Possible, une voiture 100 % canadienne ?
Par Simon Cordeau
Existe-t-il des voitures produites, du début à la fin, au Canada ? « Non, absolument pas », répond sans détour Mathieu Perron-Dufour, professeur au Département des sciences sociales de l’Université du Québec en Outaouais (UQO). « Pour les pays industrialisés comme le Canada, ce genre de produit manufacturier est imbriqué dans des grandes chaînes de production internationales. »
Ainsi, les voitures produites au Canada, principalement en Ontario, ont très peu de contenu canadien. « Peut-être 20 %. Mais c’est très difficile de confirmer ces chiffres. Les entreprises ne tiennent pas à révéler toute leur filière », indique l’économiste de formation.
Avec les menaces tarifaires de Trump, serait-il possible de rendre l’industrie automobile moins dépendante des États-Unis ? Une chose est claire : ce serait long et difficile.
Une intégration sur des décennies
En 1965, le Canada et les États-Unis signent le Pacte de l’auto. « L’idée, c’était d’aller vers la réciprocité plutôt que de se faire la guerre, et d’intégrer les secteurs automobiles des deux pays », explique M. Perron-Dufour.
Depuis, et grâce à d’autres pactes commerciaux comme l’Accord Canada-États-Unis-Mexique (ACEUM), l’industrie automobile s’est imbriquée de plus en plus de chaque côté de la frontière. « Même lorsqu’une compagnie japonaise vient en Amérique, elle s’installe des deux côtés. » Ainsi, les pièces et composantes d’un véhicule peuvent traverser plusieurs fois la frontière avant leur assemblage final. « Pendant des décennies, c’est la structure de toute l’industrie qui était orientée vers ça. »
Faire tout ici ?
Est-il possible, maintenant, de défaire ce maillage complexe ? « Oui et non. D’un point de vue technique, rien n’empêche le Canada de développer la production nécessaire pour faire une automobile d’un bout à l’autre, à part peut-être pour certains minéraux critiques », indique M. Dufour-Perron.
Mais d’un point de vue économique, la chose serait plus compliquée. Pour réaliser des économies d’échelle, « il y a des compagnies qui se spécialisent dans un petit bout de la chaîne de production. Et c’est comme ça pour tous les produits manufacturiers ».

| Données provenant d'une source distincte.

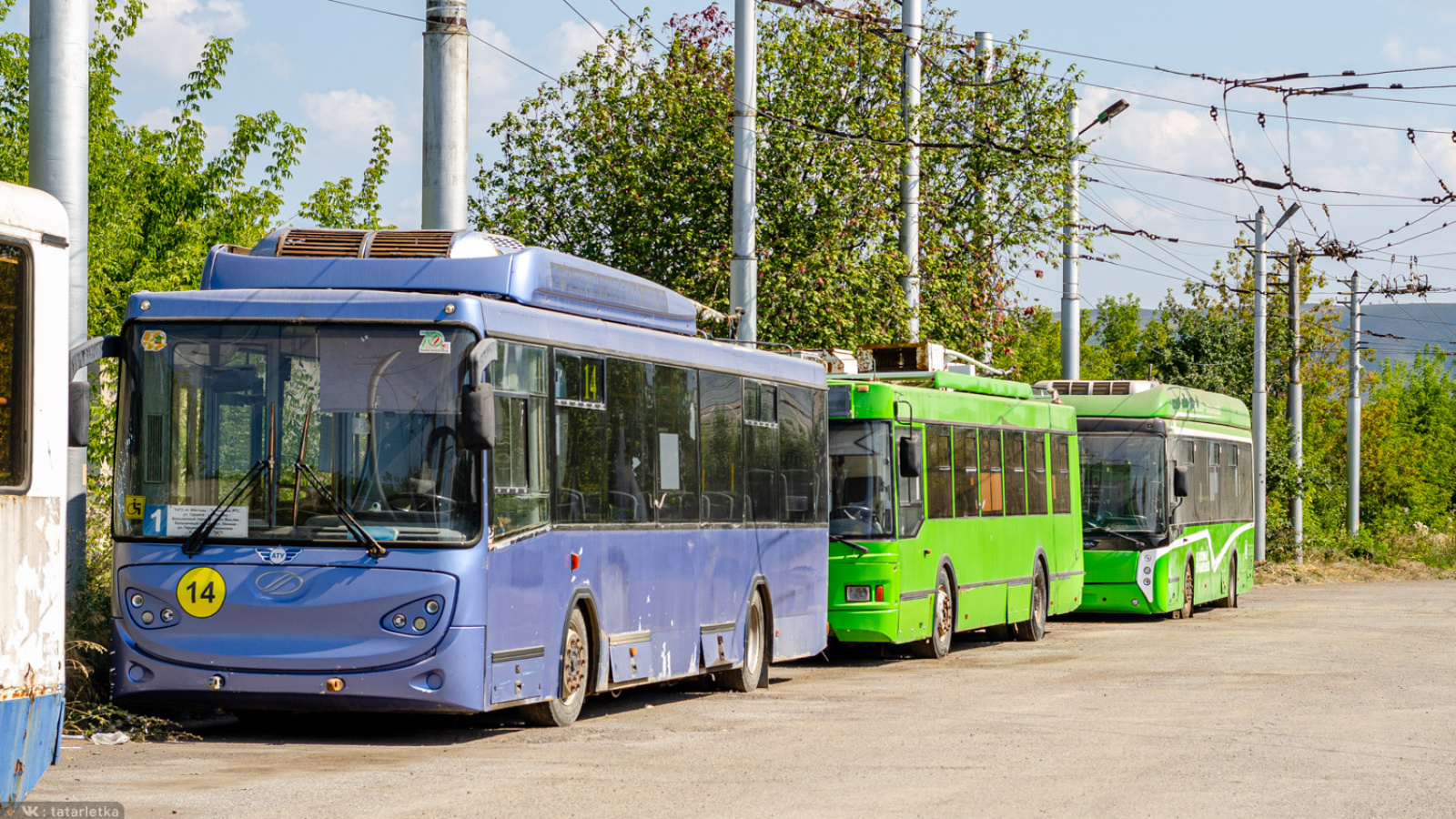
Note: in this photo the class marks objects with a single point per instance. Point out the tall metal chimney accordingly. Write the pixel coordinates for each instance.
(446, 123)
(60, 80)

Rapatrier toute la production ici ferait donc augmenter le coût des voitures, d’une part, mais demanderait aussi une planification industrielle « sur plusieurs mandats » des gouvernements fédéral et provinciaux, avec des investissements et des incitatifs, pour aller à contre-courant des marchés.
Le professeur donne l’exemple de la Chine, qui a maintenant de nouveaux constructeurs automobiles, en particulier pour les véhicules électriques. « Eux-mêmes, ça leur a pris quelques décennies », malgré un gouvernement centralisé et autocratique, le potentiel d’un grand marché intérieur (avec une population de plus d’un milliard d’habitants), et un grand accès aux minéraux rares, illustre-t-il.
Bref, pour diminuer notre dépendance face aux États-Unis, il serait plus simple et rapide de se tourner vers l’Europe et l’Asie pour combler nos chaînes de production, plutôt que de tout produire ici.
Le retour du primaire
Plus généralement, on observe un repli de l’économie canadienne vers une production « plus primaire et moins transformée » depuis plusieurs décennies, également due à la mondialisation. « On transforme un peu les matières premières, on les envoie ailleurs, puis on rachète le produit final », illustre M. Perron-Dufour.
C’est vrai aussi pour l’industrie automobile, ajoute-t-il. « La production demeure importante, mais elle baisse chaque année. Même avant Trump, il y avait des usines en Ontario qui étaient loin de fonctionner à pleine capacité. »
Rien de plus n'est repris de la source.